だが、ラフナンの目的は光の杖とレシスだった。
彼女に対する優しさも無く、自分の支配下に置きたいだけだったに違いない。
「おいっ! レシスを傷つけることを言っていいのか! 少しでも勇者を信じて探していた彼女なんだぞ」
「信じて? ハハハ! 勇者を信じるのは当たり前だろうが! だから盗人エンジの傍から離れて、僕の所に帰って来た。それの何が悪い?」
「性根が相当腐ってるんだな、ラフナン」
「勇者だからって、善人でいる必要性があるのか? ごちゃごちゃうるせえ奴だ! いい加減くたばりやがれ!!」
「――!!」
古代書を魔物から奪った時から呪いでも受けたのかと最初は思っていたが、ラフナンは人一倍、僻みや妬みが強い人間なのだと理解した。
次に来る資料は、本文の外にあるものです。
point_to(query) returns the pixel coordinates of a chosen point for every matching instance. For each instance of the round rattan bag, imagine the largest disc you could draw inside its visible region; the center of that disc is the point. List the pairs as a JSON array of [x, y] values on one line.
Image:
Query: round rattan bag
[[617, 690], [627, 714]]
レシスはラフナンの言葉で相当に落ち込んでいて、すっかり頭を抱えながら項垂れている。
彼女に被害を及ぼさないように戦わないと。
「まぐれで魔法を覚えたからっていい気になりやがって! もう一度勇者の手で、書記を追放してやる!!」
ラフナンが手にしている黒い杖からは、とてつもない威力の風と氷魔法が吹き荒れて来る。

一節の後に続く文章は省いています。